I was in my car. In the Tesco car park. Crying. Properly in bits. I felt like, after the best part of a year, I was back at square one. And things were getting worse. My shoulders have been agony for the last 7-8 weeks. I haven’t been able to sleep, and nothing seems enough to get referred again. I am exhausted.
Sometimes I think, because I work, because I try to push through it. I am treated as if my problems aren’t serious. My mental health is better when I work, as it is the only routine I can keep. And for a lot of my pains, being physical, actually loosens my sore joints, and helps with pain. Until I stop, and everything ceases up again. Sometimes it can take 25 minutes for me to get dressed, because my movement is so restricted because of the pain.
I barely have the energy to go to work. I struggle through my job. I am just very fortunate that my management, and the folk I work with, try to understand and help when I am having problems, be it mentally or physically.

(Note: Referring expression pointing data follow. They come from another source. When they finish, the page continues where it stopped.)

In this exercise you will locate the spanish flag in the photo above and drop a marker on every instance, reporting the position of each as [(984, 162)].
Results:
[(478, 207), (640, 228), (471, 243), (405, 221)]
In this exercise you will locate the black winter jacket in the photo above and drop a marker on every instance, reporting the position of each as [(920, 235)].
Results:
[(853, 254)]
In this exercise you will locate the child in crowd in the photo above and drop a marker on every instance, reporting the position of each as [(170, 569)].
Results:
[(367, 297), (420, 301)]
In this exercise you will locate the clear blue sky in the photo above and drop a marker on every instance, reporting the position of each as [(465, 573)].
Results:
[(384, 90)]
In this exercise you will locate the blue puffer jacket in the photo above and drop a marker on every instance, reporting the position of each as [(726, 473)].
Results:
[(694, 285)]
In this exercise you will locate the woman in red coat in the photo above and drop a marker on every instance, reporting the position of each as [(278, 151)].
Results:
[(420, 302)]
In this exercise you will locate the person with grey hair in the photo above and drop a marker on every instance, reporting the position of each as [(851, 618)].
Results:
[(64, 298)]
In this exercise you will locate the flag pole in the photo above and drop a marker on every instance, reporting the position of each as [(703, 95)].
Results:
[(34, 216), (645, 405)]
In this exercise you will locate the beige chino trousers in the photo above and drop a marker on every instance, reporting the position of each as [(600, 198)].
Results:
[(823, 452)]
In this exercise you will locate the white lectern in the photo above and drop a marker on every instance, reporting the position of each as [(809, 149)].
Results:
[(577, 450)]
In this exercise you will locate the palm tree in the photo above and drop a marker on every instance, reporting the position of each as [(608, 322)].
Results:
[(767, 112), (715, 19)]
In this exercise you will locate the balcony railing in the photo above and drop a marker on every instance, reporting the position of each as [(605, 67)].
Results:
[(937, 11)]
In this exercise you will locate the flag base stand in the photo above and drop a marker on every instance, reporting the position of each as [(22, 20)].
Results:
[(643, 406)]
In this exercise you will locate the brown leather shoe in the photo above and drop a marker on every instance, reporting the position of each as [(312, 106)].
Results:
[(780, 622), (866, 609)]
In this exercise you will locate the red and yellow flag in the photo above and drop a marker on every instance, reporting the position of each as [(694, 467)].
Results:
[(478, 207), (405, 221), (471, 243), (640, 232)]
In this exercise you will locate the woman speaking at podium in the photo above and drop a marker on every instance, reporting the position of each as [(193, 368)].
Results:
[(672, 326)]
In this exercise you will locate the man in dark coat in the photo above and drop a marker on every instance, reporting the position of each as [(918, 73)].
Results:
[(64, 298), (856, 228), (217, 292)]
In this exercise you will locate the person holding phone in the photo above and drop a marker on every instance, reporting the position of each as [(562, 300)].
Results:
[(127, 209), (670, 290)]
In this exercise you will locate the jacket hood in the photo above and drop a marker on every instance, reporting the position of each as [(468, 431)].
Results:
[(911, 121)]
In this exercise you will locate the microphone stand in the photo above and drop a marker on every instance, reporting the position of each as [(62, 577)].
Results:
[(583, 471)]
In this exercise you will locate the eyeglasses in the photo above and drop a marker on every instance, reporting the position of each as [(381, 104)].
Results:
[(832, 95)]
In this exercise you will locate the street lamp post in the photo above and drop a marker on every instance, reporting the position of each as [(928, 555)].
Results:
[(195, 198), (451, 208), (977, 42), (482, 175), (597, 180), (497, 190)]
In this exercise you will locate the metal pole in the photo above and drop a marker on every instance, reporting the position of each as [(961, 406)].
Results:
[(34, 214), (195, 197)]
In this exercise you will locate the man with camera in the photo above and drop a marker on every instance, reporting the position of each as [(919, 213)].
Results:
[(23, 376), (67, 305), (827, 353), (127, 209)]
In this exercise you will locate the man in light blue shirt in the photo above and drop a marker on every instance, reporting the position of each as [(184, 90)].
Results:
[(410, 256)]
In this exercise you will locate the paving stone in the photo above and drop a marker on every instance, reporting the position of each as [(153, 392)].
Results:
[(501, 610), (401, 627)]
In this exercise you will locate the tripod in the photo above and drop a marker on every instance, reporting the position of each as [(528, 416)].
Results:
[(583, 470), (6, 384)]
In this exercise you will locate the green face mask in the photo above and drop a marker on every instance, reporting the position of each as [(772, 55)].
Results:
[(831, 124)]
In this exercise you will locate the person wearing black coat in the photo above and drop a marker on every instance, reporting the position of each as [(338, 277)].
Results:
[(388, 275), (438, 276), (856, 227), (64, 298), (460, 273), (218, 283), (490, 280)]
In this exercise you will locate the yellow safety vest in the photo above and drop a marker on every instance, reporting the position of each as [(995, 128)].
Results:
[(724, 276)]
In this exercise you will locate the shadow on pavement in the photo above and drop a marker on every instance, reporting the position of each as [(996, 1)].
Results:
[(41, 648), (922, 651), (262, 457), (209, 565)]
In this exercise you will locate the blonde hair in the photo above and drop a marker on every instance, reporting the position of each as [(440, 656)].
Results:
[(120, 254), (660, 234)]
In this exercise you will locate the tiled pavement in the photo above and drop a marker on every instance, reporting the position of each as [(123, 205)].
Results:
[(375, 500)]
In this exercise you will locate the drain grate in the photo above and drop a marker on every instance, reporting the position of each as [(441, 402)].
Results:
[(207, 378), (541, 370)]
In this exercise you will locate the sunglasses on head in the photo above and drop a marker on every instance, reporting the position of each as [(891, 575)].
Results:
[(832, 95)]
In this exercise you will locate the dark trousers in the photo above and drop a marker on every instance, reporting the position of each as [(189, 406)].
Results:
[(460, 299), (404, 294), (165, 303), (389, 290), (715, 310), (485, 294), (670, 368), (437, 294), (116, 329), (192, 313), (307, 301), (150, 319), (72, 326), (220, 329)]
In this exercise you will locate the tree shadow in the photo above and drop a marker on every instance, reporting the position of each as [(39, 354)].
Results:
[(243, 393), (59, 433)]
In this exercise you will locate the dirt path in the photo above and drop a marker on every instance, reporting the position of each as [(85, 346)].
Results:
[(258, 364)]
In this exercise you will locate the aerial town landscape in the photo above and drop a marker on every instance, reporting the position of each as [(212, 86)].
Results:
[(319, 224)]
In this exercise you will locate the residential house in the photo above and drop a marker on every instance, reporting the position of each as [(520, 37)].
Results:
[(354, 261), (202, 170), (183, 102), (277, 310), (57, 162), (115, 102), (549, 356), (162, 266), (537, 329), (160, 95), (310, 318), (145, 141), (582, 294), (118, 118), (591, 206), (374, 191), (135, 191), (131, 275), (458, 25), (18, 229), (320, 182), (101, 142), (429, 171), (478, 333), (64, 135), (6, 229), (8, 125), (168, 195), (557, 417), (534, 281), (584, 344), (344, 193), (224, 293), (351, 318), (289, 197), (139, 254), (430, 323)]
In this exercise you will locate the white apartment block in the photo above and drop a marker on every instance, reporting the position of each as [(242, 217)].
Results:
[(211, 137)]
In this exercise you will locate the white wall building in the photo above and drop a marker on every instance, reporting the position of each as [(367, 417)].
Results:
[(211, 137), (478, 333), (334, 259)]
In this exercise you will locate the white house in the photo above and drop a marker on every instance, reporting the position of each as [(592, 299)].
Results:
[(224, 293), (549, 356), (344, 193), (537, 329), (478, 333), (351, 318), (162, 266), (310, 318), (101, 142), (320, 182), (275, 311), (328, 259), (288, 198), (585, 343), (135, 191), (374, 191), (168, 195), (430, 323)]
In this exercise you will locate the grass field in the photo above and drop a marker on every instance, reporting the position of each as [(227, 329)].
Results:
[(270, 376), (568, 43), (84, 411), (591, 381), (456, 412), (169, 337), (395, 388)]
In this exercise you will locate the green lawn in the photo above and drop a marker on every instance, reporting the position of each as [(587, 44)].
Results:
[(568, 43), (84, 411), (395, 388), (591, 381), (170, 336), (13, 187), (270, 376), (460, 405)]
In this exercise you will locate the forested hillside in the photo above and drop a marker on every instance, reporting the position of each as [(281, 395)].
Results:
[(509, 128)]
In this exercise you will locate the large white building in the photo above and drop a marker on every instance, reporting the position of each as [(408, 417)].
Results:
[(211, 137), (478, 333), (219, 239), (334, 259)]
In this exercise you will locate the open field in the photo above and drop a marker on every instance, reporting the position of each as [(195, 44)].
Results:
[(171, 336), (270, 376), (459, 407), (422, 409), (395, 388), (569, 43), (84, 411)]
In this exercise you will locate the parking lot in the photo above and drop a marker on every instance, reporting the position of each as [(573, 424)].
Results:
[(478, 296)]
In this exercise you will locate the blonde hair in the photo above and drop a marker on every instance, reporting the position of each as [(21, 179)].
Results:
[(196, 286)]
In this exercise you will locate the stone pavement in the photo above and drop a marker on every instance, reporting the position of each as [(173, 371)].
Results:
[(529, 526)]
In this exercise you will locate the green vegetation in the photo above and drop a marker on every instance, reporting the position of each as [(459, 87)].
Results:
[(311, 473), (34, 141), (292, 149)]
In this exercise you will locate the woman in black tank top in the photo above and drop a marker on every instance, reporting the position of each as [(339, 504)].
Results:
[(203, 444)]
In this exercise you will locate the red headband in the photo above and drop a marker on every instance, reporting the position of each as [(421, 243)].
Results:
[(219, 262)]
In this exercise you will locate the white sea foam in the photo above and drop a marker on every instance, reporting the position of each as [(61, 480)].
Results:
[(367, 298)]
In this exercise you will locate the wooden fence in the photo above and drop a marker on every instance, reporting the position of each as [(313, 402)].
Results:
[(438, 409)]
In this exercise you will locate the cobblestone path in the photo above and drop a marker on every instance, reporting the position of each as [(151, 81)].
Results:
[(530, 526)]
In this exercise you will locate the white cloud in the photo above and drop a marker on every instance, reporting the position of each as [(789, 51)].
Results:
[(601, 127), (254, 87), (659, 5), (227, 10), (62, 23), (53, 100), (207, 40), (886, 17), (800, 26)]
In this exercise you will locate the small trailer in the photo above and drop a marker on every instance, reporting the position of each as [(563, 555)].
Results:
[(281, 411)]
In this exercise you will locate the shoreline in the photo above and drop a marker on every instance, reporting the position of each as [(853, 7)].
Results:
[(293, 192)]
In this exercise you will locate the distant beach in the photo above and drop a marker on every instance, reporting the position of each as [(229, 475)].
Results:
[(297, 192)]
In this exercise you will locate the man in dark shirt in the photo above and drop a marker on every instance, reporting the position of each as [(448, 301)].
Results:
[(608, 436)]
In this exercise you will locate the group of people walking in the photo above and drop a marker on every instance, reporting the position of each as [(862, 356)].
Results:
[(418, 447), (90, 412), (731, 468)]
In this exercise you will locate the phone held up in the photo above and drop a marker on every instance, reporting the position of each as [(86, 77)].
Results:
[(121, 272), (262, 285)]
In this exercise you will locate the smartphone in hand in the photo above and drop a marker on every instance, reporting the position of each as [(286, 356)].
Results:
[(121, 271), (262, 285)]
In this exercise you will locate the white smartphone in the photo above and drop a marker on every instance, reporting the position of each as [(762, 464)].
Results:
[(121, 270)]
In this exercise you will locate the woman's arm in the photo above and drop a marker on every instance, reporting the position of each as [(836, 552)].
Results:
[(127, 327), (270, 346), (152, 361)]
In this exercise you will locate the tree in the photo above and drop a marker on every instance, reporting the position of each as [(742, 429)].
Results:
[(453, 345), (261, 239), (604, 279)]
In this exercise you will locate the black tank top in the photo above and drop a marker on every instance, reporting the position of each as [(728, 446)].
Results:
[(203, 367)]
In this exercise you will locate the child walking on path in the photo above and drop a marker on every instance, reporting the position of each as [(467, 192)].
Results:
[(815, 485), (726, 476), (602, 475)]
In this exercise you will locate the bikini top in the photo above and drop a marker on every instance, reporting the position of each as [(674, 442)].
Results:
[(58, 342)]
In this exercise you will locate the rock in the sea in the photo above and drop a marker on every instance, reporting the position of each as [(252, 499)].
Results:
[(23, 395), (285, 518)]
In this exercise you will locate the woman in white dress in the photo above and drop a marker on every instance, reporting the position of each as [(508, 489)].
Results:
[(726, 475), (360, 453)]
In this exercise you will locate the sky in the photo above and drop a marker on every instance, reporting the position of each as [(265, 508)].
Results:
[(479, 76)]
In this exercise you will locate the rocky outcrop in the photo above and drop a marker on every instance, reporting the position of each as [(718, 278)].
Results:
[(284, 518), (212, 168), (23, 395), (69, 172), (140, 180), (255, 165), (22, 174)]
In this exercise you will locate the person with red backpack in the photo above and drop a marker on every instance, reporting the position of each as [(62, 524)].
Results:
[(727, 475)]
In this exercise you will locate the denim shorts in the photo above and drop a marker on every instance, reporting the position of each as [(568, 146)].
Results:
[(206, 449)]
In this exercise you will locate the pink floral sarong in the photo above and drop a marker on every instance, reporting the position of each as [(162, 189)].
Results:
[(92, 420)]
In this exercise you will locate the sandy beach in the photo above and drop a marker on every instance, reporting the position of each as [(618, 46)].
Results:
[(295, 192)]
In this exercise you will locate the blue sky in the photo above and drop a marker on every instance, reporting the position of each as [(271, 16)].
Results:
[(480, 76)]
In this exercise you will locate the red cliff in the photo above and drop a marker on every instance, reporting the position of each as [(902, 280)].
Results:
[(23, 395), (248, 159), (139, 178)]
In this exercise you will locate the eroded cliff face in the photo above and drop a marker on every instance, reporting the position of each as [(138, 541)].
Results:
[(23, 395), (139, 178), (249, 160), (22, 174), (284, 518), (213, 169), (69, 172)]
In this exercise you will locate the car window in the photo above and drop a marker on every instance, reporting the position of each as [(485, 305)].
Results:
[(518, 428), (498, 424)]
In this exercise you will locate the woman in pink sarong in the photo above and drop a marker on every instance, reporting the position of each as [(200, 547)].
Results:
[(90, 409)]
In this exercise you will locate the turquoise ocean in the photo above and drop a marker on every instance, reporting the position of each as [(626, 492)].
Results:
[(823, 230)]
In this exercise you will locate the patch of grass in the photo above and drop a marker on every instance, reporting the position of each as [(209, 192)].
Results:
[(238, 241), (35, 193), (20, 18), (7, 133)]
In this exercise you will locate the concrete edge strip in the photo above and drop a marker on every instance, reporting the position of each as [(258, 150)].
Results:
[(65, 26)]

I am at the point where I have tried 4 weeks before I was able to get a GPs appointment, and they just gave me stronger pain killers. She actually said to me ‘would you like a sick line, that might help you be seen quicker’. Why? Because your problem is thought of as serious when you are unable to work. How ridiculous does that sound?
Every day feels like a ‘no bones day’ or a day where I am running on half spoons. I am so exhausted all the time.